Have a question about this project? Sign up for a free GitHub account to open an issue and contact its maintainers and the community.

By clicking “Sign up for GitHub”, you agree to our terms of service and privacy statement. We’ll occasionally send you account related emails.

Already on GitHub? Sign in to your account

FW16 BIOS 03.05 beta - Linux fails to boot with kernel parameter "efi=disable_early_pci_dma" set or kernel config CONFIG_EFI_DISABLE_PCI_DMA enabled #8

Open
2 of 8 tasks
sinatosk opened this issue Nov 21, 2024 · 12 comments
Labels
3.05 Laptop 16 AMD Ryzen 7040 Framework Laptop 16 (AMD Ryzen™ 7040 Series)

Comments

@sinatosk
Copy link

sinatosk commented Nov 21, 2024

Device Information

System Model or SKU

Please select one of the following

  • Framework Laptop 13 (11th Gen Intel® Core™)
  • Framework Laptop 13 (12th Gen Intel® Core™)
  • Framework Laptop 13 (13th Gen Intel® Core™)
  • Framework Laptop 13 (AMD Ryzen™ 7040 Series)
  • Framework Laptop 13 (Intel® Core™ Ultra Series 1)
  • Framework Laptop 16 (AMD Ryzen™ 7040 Series)

BIOS VERSION

03.05

DIY Edition information

If you are experiencing an issue on a DIY system, Please also fill out the memory and storage devices you are using.

Memory: Framework - 32 (2 x 16GB) DDR5-5600
Storage: Western Digital SN850X 2TB (2280), Western Digital SN770M 2TB (2230)

Standalone Operation

Are you running your mainboard as a standalone device.
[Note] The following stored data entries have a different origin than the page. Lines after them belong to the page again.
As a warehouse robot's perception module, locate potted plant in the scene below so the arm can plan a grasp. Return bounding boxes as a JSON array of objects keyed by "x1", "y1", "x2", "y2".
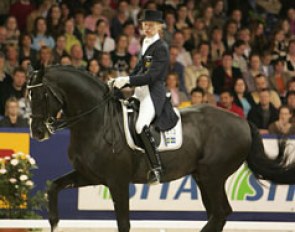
[{"x1": 0, "y1": 153, "x2": 46, "y2": 224}]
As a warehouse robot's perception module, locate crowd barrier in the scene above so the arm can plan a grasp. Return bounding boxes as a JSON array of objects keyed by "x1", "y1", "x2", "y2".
[{"x1": 0, "y1": 129, "x2": 295, "y2": 225}]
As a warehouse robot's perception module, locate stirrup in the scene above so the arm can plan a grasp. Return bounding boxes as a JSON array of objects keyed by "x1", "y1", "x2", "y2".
[{"x1": 148, "y1": 167, "x2": 161, "y2": 185}]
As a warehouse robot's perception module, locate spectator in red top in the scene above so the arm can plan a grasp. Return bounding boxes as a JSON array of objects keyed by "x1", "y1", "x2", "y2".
[
  {"x1": 217, "y1": 90, "x2": 245, "y2": 118},
  {"x1": 9, "y1": 0, "x2": 35, "y2": 32}
]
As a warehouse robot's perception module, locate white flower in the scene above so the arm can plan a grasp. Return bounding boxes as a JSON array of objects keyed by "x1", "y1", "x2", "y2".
[
  {"x1": 29, "y1": 158, "x2": 36, "y2": 165},
  {"x1": 10, "y1": 159, "x2": 19, "y2": 166},
  {"x1": 26, "y1": 180, "x2": 34, "y2": 186},
  {"x1": 19, "y1": 175, "x2": 28, "y2": 181},
  {"x1": 9, "y1": 178, "x2": 17, "y2": 184}
]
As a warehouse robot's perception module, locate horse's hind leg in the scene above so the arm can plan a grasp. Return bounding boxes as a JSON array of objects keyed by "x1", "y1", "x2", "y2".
[
  {"x1": 196, "y1": 173, "x2": 232, "y2": 232},
  {"x1": 47, "y1": 171, "x2": 90, "y2": 232}
]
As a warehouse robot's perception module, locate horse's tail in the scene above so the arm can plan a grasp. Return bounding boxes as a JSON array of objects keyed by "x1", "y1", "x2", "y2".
[{"x1": 247, "y1": 122, "x2": 295, "y2": 184}]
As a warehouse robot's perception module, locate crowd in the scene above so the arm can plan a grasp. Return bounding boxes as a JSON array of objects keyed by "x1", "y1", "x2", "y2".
[{"x1": 0, "y1": 0, "x2": 295, "y2": 135}]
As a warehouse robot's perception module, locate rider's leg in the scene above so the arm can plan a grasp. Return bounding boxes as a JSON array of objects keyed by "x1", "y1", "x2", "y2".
[{"x1": 136, "y1": 86, "x2": 162, "y2": 183}]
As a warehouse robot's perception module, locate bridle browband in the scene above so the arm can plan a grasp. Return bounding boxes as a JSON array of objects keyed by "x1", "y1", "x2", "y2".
[{"x1": 27, "y1": 82, "x2": 113, "y2": 134}]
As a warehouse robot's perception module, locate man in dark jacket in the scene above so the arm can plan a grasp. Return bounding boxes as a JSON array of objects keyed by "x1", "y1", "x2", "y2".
[
  {"x1": 114, "y1": 10, "x2": 178, "y2": 184},
  {"x1": 248, "y1": 89, "x2": 279, "y2": 134}
]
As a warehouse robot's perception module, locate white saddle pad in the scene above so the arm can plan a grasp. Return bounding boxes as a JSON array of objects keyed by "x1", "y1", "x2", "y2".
[{"x1": 121, "y1": 101, "x2": 182, "y2": 153}]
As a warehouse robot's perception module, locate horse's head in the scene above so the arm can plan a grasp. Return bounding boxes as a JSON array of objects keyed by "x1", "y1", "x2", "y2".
[{"x1": 27, "y1": 66, "x2": 63, "y2": 141}]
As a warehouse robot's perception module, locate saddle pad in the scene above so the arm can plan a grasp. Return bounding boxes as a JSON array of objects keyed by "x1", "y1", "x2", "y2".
[{"x1": 121, "y1": 100, "x2": 182, "y2": 153}]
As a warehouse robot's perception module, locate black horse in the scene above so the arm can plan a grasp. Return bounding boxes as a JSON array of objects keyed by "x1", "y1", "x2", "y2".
[{"x1": 28, "y1": 66, "x2": 295, "y2": 232}]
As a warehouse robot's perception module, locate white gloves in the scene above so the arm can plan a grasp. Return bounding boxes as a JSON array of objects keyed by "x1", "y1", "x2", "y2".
[{"x1": 113, "y1": 76, "x2": 129, "y2": 89}]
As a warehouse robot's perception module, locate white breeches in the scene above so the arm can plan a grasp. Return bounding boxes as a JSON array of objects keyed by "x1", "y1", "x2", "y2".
[{"x1": 133, "y1": 85, "x2": 156, "y2": 134}]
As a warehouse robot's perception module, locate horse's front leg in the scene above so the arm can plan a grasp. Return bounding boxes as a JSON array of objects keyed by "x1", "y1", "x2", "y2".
[
  {"x1": 47, "y1": 171, "x2": 91, "y2": 232},
  {"x1": 108, "y1": 180, "x2": 130, "y2": 232}
]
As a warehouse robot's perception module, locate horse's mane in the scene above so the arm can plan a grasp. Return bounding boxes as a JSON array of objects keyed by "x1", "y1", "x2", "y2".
[{"x1": 44, "y1": 65, "x2": 108, "y2": 92}]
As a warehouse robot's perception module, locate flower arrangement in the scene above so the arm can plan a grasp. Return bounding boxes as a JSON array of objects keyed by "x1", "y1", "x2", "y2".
[{"x1": 0, "y1": 153, "x2": 46, "y2": 219}]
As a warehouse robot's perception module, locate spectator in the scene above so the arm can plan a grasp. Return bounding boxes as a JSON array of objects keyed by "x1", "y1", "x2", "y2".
[
  {"x1": 5, "y1": 16, "x2": 20, "y2": 45},
  {"x1": 163, "y1": 11, "x2": 176, "y2": 45},
  {"x1": 46, "y1": 4, "x2": 64, "y2": 39},
  {"x1": 111, "y1": 0, "x2": 132, "y2": 39},
  {"x1": 70, "y1": 44, "x2": 87, "y2": 70},
  {"x1": 233, "y1": 78, "x2": 256, "y2": 117},
  {"x1": 86, "y1": 58, "x2": 101, "y2": 78},
  {"x1": 168, "y1": 46, "x2": 187, "y2": 93},
  {"x1": 5, "y1": 44, "x2": 19, "y2": 75},
  {"x1": 269, "y1": 60, "x2": 290, "y2": 97},
  {"x1": 18, "y1": 33, "x2": 37, "y2": 67},
  {"x1": 32, "y1": 16, "x2": 55, "y2": 51},
  {"x1": 0, "y1": 97, "x2": 28, "y2": 128},
  {"x1": 52, "y1": 34, "x2": 68, "y2": 64},
  {"x1": 84, "y1": 0, "x2": 107, "y2": 31},
  {"x1": 0, "y1": 67, "x2": 26, "y2": 115},
  {"x1": 243, "y1": 53, "x2": 263, "y2": 92},
  {"x1": 83, "y1": 31, "x2": 100, "y2": 62},
  {"x1": 217, "y1": 90, "x2": 245, "y2": 118},
  {"x1": 172, "y1": 31, "x2": 192, "y2": 67},
  {"x1": 184, "y1": 50, "x2": 212, "y2": 92},
  {"x1": 251, "y1": 74, "x2": 282, "y2": 109},
  {"x1": 212, "y1": 52, "x2": 243, "y2": 95},
  {"x1": 210, "y1": 27, "x2": 225, "y2": 68},
  {"x1": 9, "y1": 0, "x2": 35, "y2": 32},
  {"x1": 123, "y1": 21, "x2": 141, "y2": 55},
  {"x1": 223, "y1": 19, "x2": 238, "y2": 51},
  {"x1": 196, "y1": 74, "x2": 216, "y2": 106},
  {"x1": 268, "y1": 106, "x2": 295, "y2": 136},
  {"x1": 248, "y1": 88, "x2": 278, "y2": 134},
  {"x1": 111, "y1": 34, "x2": 131, "y2": 76},
  {"x1": 65, "y1": 19, "x2": 81, "y2": 53},
  {"x1": 36, "y1": 46, "x2": 53, "y2": 69},
  {"x1": 233, "y1": 40, "x2": 248, "y2": 72},
  {"x1": 74, "y1": 9, "x2": 89, "y2": 44},
  {"x1": 166, "y1": 73, "x2": 187, "y2": 107},
  {"x1": 95, "y1": 19, "x2": 115, "y2": 52},
  {"x1": 191, "y1": 87, "x2": 205, "y2": 106}
]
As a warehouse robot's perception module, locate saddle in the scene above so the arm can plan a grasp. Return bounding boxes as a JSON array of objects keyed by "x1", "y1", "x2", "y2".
[{"x1": 120, "y1": 98, "x2": 182, "y2": 153}]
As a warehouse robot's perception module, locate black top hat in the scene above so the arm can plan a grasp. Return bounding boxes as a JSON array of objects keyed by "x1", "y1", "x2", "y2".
[{"x1": 139, "y1": 10, "x2": 164, "y2": 23}]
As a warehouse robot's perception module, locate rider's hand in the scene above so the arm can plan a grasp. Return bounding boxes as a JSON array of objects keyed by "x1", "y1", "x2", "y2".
[{"x1": 113, "y1": 77, "x2": 129, "y2": 89}]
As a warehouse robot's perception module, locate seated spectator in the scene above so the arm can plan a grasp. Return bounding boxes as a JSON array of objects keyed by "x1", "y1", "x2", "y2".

Is standalone mode enabled in the BIOS?

  • Yes
  • No

Describe the bug

With the Linux kernel paramater "efi=disable_early_pci_dma" ( or you don't but have the kernel config CONFIG_EFI_DISABLE_PCI_DMA ) enabled ), set, after the system has posted and starts to boot the OS, it's just sitting at there idle ( several minutes ) at the Framework logo until I press the power button ( not holding it down but just tap it ) and it turns off

Steps To Reproduce

Steps to reproduce the behaviour:

  1. Power on and wait for the Framework logo
  2. I wait several minutes thinking it might boot
  3. Tap power button ( after waiting ) and it turns off

Expected behaviour

  1. Power on and wait for the Framework logo
  2. Framework logo changes to showing the Framework logo plus plymouth animation starts to play
  3. I'm booted into Linux tty ready for me to enter my credentials.

Solution

To rid of this issue

  • set kernel parameter "efi=no_disable_early_pci_dma" if you have CONFIG_EFI_DISABLE_PCI_DMA enabled
  • or unset kernel parameter "efi=disable_early_pci_dma" if CONFIG_EFI_DISABLE_PCI_DMA is disabled

Operating System:

  • OS/Distribution: Gentoo ( primarily ), Arch Linux
  • Version: Gentoo ( Linux 6.12.0 ), Arch Linux ( 6.10.6, I've not updated this since I switched over to Gentoo )
  • Linux Kernel Version ( From Gentoo only ): Linux hostname 6.12.0-mainline-byw-gcc-znver4 #1 SMP PREEMPT_RT Wed Nov 20 06:58:15 GMT 2024 x86_64 AMD Ryzen 7 7840HS w/ Radeon 780M Graphics AuthenticAMD GNU/Linux

Additional context

I've only tried Linux 6.10.6 ( Arch Linux ) and 6.12.0 ( Gentoo )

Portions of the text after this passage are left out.